Examle: compute “something” in parallel, and aggregate results into shared memref


%0 = alloc(): memref<f32>
%r = "async.create_resource"(): () -> !async.resource

%token = async.execute {
  %1 = "do_some_heavy_compute_1"(): () -> f32
  async.critical_section [%r] {
    %2 = load %0[] : memref<f32>
    %3 = addf %1, %2 : f32
    store %3, %0[]: memref<f32>
  }
}

%token_0 = async.execute {
  %4 = "do_some_heavy_compute_2"(): () -> f32

  async.critical_section [%r] {
    %5 = load %0[] : memref<f32>
    %6 = addf %1, %2 : f32
    store %6, %0[]: memref<f32>
  }
}

async.await %token, %token_0

Should it be resource + critical_section or something else? I like resource/critical section because it allows to model things like synchronized access to “device”.

For Async->LLVM lowering this can be also lowered to coroutines, so there will be no “blocking” per se (no holding a mutex lock for guarding a critical section), but a “wait list” of suspended coroutines (critical sections) that will be processed sequentially in some random order at runtime.

The standard dialect has the generic_atomic_rmw operation (see https://mlir.llvm.org/docs/Dialects/Standard/#stdgeneric_atomic_rmw-genericatomicrmwop). Admittedly this is lower level.

Supporting critical sections is not specifically tied to the async dialect. Except that you plan to lower it to a shared runtime, the two concepts are unrelated. You could even model this as a library call (assuming you had async. function calls).

%token_0 = async.execute {
  %4 = "do_some_heavy_compute_2"(): () -> f32

  async.call @aquire_lock(%r)
  %5 = load %0[] : memref<f32>
  %6 = addf %1, %2 : f32
  store %6, %0[]: memref<f32>
  async.call @release_lock(%r)
}

but that would give you nested asynchronicity. Maybe something like

%token_0 = async.execute {
  %4 = "do_some_heavy_compute_2"(): () -> f32
  async.yield %4 : f32
}

%token_1 = async.call @lock_acquire[%token_0](%r)

%value = async.execute [%token_1] {
  %4 = "do_some_heavy_compute_2"(): () -> f32
  async.yield %4 : f32
}

%token_2 = async_execute [%value] {
    ^bb0(%1: ...):
    %5 = load %0[] : memref<f32>
    %6 = addf %1, %5 : f32
    store %6, %0[]: memref<f32>
  }

%token_r = async.call @release_lock[%token_2](%r)

could also work but then you would need support for a value (the %r) that changes its readiness state back and forth, so that only one waiting co-routine (or async dependency) fires at a time.

For some reason I thought that atomic operations in std are just counterparts of c++ fetch_add, fetch_sub, etc…, looks like generic_atomic_rmw is exactly what I need.

Wouldn’t you need std.call here?
(and I don’t understand the second example at all, maybe it is also supposed to be a synchronous std.call?)

Yes, you are right, the first example only works with std.call as we do not model nested asynchronicity.
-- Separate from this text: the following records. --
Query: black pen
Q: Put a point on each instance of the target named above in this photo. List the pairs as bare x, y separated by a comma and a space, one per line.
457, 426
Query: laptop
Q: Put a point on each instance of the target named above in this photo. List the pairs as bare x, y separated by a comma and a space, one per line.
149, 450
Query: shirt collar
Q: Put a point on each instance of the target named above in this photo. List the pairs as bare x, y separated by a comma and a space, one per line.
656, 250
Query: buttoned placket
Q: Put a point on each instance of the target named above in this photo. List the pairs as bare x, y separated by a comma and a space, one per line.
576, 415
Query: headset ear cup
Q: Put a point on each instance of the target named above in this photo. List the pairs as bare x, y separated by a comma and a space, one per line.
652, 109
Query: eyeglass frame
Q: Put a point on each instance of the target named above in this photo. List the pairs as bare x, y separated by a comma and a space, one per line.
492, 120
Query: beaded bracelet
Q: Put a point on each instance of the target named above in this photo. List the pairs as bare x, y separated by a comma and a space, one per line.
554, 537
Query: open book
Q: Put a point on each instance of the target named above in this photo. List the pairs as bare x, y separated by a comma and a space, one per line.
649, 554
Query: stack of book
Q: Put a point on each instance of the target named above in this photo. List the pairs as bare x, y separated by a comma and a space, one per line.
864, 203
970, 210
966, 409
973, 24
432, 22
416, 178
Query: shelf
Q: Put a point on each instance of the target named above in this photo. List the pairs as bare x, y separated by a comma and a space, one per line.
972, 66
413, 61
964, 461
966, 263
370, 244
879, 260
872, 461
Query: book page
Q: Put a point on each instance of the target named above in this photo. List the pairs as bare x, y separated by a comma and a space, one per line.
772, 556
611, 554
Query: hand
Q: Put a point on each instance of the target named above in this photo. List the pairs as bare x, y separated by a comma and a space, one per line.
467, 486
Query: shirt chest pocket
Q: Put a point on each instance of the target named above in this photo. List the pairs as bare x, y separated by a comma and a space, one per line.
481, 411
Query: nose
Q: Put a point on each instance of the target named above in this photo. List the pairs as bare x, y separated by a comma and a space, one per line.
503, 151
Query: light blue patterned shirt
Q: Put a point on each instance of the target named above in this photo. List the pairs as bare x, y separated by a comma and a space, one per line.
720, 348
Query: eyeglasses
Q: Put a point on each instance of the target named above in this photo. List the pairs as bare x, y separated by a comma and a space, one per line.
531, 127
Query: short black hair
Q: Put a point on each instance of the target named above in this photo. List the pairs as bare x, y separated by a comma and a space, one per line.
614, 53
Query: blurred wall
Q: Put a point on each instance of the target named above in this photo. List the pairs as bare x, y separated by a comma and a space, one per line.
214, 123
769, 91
I wanted to encode the fact that the lock operations do not block the thread but instead deschedule until the lock token is available. My idea was to have aquire_lock return a token that becomes ready when the lock was acquired. That way, computations that depend on the lock would not be scheduled until then. Likewise with the release_lock.

In the second example, I have made this explicit by actually returning these tokens without using nesting. I just noticed I missed some dependencies though.

It makes sense now with the added dependencies!